The mention of Cara's name wiped the smile off William's face, and a dark cloud hovered over his mind once again. Guilt, which had briefly receded, scratched at his chest again. He stopped rotating his own meat over the campfire and stared intently at the embers.

— "Cara..." — he began, his voice dropping a few octaves. — "Is she okay? How was she when you left?"

Nightingale looked at him, noticing the drastic shift in energy.

— "I had no intention of severely hurting her," — William continued, frustration evident in his words. He pinched the bridge of his nose with his fingers. — "I needed to disarm the threat before that hot iron marked Nightingale. My goal was just to push her away so I could break the God's Stone of Retaliation. But... I held back my strength; I swear I held back. It's just that, with the speed of teleportation and the weight of my body... I couldn't precisely measure the necessary force. The impact was much more brutal than I calculated."

He closed his eyes.

The image of Cara flying like a broken doll was etched into his retina, soon followed by the terrifying conclusion that he had ruined Wendy's chances of trusting them.

Lightning, with her mouth half full of undercooked meat, hurried to reassure him.

— "Relax, warlock! Cara didn't die. At least not when we sneaked away."

William opened his eyes, staring at her intently.

— "What do you mean?"

— "When you pushed her, she hit the cave wall really hard," — Lightning explained, swallowing her food. — "There was a lot of blood, not gonna lie. She cut her forehead, but as soon as you two disappeared into Nightingale's Mist, Leaves ran over there. You don't know, but Herb has the magic to multiply the effect of any healing root or plant. She shoved a green paste onto the mentor's face and the others started cleaning up the blood; Cara was just knocked out. Very unconscious and winded, but breathing."

The information hit William like a bucket of warm water amidst the blizzard. She was merely unconscious and breathing, being treated by the healer.

The crushing weight of feeling like an accidental murderer diminished considerably. He exhaled a long, trembling sigh of relief. This meant that, although chaos had been instilled and Wendy was left behind, he had not spilled the leader's blood to the point of killing the hope of future reconciliation.

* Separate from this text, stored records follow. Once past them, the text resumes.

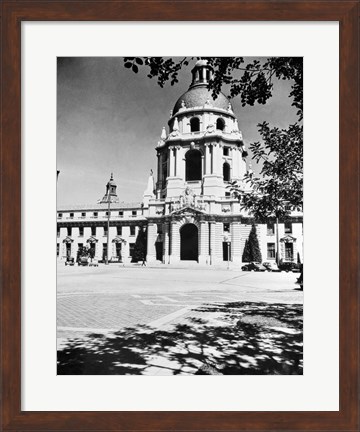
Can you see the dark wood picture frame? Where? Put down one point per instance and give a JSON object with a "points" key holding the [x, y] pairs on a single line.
{"points": [[13, 13]]}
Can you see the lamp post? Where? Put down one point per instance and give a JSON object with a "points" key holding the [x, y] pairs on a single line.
{"points": [[108, 226], [227, 240]]}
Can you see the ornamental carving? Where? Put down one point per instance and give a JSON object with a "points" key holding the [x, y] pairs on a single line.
{"points": [[187, 198]]}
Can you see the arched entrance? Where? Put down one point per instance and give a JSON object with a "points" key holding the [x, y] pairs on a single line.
{"points": [[189, 242]]}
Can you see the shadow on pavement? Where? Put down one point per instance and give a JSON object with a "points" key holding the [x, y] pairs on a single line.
{"points": [[242, 338]]}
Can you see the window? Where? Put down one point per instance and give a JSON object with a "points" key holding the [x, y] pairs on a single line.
{"points": [[193, 165], [220, 124], [131, 249], [288, 227], [289, 254], [104, 255], [271, 250], [164, 173], [195, 124], [226, 171], [270, 227]]}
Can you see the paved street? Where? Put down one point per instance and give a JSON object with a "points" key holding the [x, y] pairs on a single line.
{"points": [[119, 302]]}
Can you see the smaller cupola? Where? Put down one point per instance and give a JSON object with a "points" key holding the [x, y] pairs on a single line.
{"points": [[110, 194]]}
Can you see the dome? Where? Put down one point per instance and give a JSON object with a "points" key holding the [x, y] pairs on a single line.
{"points": [[197, 97], [201, 63]]}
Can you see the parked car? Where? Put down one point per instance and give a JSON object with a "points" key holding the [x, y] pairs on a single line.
{"points": [[271, 266], [253, 266], [290, 266], [84, 261], [94, 262]]}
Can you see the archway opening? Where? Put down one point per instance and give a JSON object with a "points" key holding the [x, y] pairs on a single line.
{"points": [[195, 124], [189, 242], [193, 165], [226, 171], [220, 124]]}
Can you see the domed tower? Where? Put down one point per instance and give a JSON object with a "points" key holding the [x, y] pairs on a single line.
{"points": [[204, 149]]}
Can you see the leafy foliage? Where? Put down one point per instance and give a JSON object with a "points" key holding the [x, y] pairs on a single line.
{"points": [[252, 81], [279, 188], [252, 251]]}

— "Thank god..." — muttered William.

Diana, nibbling on a piece of warmed bread, watched him closely. For a woman raised among cunning nobles and knights who prided themselves on their body counts, seeing a man of such destructive power show genuine relief at not having murdered his opponent was fascinating. There was a compassionate humanity in that young man that contradicted his monstrous strength.

— "You have a good heart, Mr. William," — Diana said softly. — "It is not just anyone who invades a den of beasts, snatches the prey, and worries about the wolf's health afterward."

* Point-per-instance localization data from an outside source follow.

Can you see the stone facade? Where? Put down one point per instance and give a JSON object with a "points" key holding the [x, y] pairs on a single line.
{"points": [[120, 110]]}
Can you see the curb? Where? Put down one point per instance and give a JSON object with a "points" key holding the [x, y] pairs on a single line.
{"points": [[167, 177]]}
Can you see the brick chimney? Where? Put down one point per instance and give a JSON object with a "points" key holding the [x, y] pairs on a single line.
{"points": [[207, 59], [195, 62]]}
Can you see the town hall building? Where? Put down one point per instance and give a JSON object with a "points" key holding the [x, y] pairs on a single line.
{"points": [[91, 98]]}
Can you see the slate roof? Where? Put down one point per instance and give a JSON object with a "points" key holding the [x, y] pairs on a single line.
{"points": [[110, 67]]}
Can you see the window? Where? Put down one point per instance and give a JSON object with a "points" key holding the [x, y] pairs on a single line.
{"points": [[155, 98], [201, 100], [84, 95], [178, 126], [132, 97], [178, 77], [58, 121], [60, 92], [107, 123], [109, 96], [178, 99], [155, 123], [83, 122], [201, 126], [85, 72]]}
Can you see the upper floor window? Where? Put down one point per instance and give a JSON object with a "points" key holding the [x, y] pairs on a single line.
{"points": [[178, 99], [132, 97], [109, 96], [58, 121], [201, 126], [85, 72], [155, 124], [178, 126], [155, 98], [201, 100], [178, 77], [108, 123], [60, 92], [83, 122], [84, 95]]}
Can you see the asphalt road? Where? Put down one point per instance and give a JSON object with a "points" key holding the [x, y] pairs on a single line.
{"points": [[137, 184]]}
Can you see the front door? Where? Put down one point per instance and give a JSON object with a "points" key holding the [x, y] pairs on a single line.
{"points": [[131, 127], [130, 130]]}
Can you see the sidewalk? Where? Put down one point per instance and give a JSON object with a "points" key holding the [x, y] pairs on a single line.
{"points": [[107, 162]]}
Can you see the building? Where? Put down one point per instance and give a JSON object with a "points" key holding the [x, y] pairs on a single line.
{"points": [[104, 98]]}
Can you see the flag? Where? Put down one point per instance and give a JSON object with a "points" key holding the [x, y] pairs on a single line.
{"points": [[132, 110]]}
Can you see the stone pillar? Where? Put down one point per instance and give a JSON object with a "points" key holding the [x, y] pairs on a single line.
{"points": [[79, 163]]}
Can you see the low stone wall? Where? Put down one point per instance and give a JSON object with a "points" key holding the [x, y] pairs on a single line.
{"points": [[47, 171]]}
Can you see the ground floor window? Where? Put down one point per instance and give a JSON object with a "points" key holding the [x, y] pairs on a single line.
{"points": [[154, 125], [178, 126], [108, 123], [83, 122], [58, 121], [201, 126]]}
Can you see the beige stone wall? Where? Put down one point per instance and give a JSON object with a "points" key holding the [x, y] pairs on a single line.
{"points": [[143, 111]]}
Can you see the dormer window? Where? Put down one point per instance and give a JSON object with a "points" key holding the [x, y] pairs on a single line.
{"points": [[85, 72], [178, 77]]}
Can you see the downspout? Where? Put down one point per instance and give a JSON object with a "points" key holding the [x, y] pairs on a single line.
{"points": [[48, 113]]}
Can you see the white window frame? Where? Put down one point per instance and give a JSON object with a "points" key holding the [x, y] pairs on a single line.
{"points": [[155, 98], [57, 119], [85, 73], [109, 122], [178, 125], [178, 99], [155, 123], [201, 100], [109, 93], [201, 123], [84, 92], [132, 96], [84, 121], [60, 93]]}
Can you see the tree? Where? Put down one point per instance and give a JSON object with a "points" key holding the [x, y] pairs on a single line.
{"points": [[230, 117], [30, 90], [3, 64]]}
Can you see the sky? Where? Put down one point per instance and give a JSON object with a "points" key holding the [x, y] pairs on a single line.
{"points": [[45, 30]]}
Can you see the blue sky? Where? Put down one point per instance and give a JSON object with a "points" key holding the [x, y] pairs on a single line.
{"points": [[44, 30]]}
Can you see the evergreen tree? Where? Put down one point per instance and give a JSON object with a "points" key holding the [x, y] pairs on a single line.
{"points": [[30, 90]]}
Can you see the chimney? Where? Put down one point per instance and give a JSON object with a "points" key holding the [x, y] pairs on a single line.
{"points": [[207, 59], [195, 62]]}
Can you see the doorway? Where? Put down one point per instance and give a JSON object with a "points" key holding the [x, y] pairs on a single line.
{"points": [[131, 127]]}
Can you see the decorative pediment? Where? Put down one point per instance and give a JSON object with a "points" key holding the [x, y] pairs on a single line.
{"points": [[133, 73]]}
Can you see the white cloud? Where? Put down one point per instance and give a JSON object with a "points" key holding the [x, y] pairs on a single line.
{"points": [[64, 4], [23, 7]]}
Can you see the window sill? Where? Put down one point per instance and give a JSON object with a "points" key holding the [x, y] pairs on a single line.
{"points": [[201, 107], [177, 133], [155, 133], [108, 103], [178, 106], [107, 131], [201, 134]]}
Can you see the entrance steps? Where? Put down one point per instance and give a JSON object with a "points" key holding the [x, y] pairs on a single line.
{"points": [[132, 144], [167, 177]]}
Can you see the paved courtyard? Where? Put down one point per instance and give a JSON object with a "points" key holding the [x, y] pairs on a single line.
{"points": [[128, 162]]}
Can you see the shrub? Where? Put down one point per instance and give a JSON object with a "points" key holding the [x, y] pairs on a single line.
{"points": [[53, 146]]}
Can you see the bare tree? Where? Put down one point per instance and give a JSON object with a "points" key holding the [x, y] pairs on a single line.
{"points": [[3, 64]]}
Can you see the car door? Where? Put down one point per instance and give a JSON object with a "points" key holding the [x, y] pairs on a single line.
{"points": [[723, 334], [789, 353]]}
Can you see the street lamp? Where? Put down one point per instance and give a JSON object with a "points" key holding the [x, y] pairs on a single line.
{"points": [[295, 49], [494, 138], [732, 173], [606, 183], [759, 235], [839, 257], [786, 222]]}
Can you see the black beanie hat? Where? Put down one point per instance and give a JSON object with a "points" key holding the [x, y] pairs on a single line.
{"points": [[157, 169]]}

Nightingale smiled softly and affirmatively.

— "He does, Diana. Prince Roland is also like that, maybe even Arthur... You will see when we get there. In Border Town, we don't have to fight for scraps of bread, nor do we have to live in the shadows fearing our own sisters or the Church's pyres."

Nightingale's words warmed the grotto more than the actual fire William had improvised.

Exhaustion began to claim the two new fugitives, and after finishing their makeshift meal, Lightning and Diana huddled close to the fire, closing their eyes in a deep and necessary sleep, lulled by the crackling of the wood and the muffled howl of the storm outside.

William and Nightingale kept watch, sitting side by side. William's shoulder brushed against hers.

Although the cold still surrounded them and the dangers of the journey to the town were not fully overcome, Nightingale's comforting presence and the knowledge that Cara wasn't dead allowed the young man, for the first time that night, to feel that perhaps things had happened the way they were meant to.

He looked out into the snowy darkness, mentally preparing himself to guide the witches home.